Daniel estava em estado de alerta, olhava incessantemente para os lados e para mim. E apesar de não enxergar nada do lado de fora, tive a impressão de que ele conseguia entender os ecos das vozes do lado de fora, pois suas expressões faciais mudavam rapidamente como se estivesse concordando e às vezes discordando de algo.
Eu sentia tanto medo que já nem sentia a dor um minha cintura. O suor escorria em minha testa, não conseguia ouvir nada do que ocorria do lado de fora, olhei para minha atadura e a mancha de sangue havia aumentando absurdamente.

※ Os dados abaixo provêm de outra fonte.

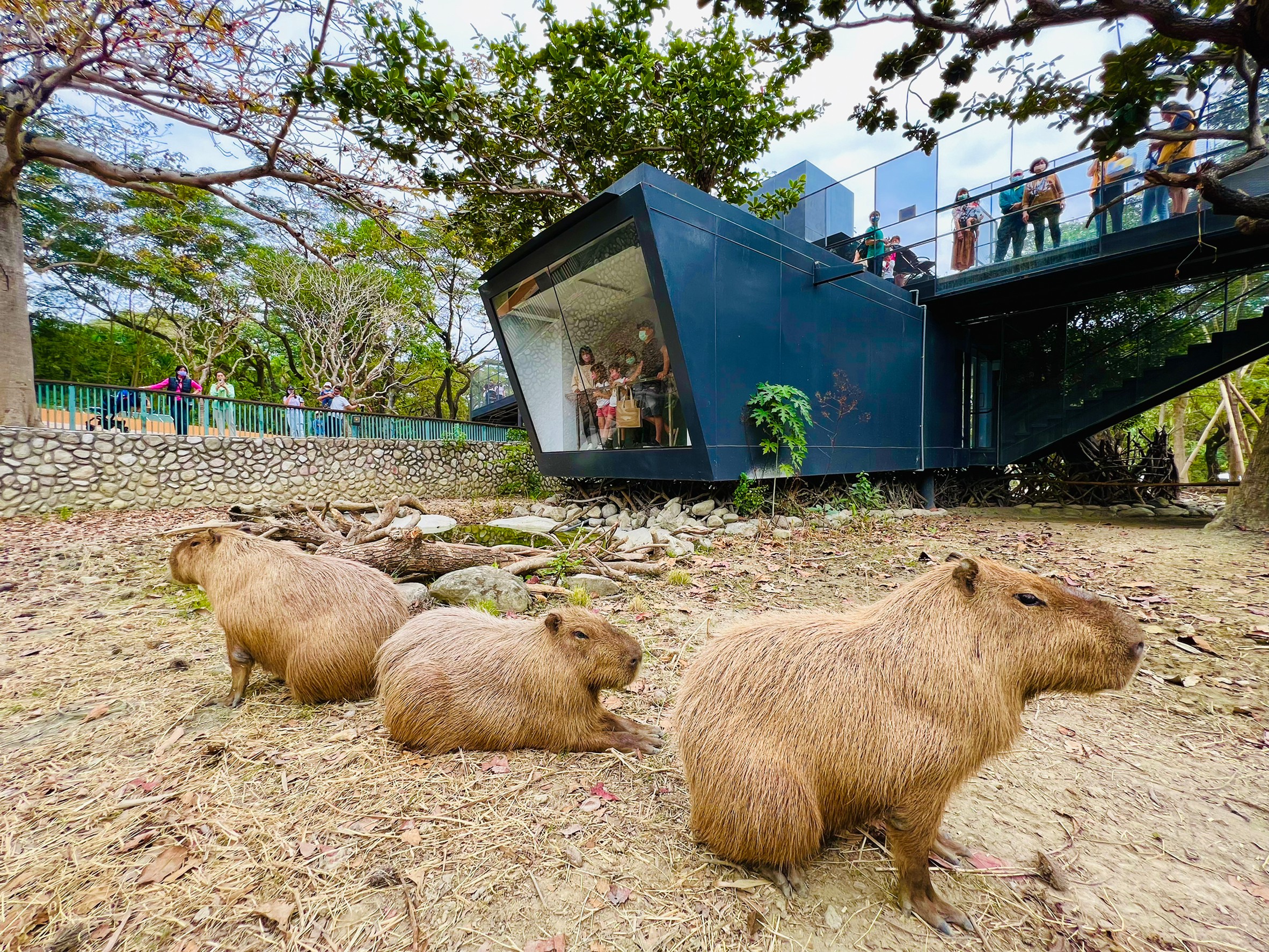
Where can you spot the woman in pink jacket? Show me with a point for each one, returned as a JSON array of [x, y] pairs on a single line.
[[177, 385]]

Martin abriu a porta do carro, e mesmo na penumbra pude notar que seu semblante não era dos melhores, um sinal de sangue saía na lateral do lábio superior. Ele havia levado um soco.
- Sophia, venha aqui. Ele quer ver você. – Martin mantinha a porta do carro aberta e fez sinal com a cabeça me indicando que deveria sair. Olhei para Daniel que ergueu uma sobrancelha e também fez sinal para que eu saísse.
Meu corpo estremeceu e a dor voltou mais latente, respirei fundo e saí. Olhei uma ultima vez para Martin, mas este não falou nem fez qualquer gesto que pudesse me desencorajar. Ele então segurou-me pelo braço e me levou em direção ao outro carro, e a silhueta de um homem foi tomando forma.
Foi quando me dei conta de que ele era Lion.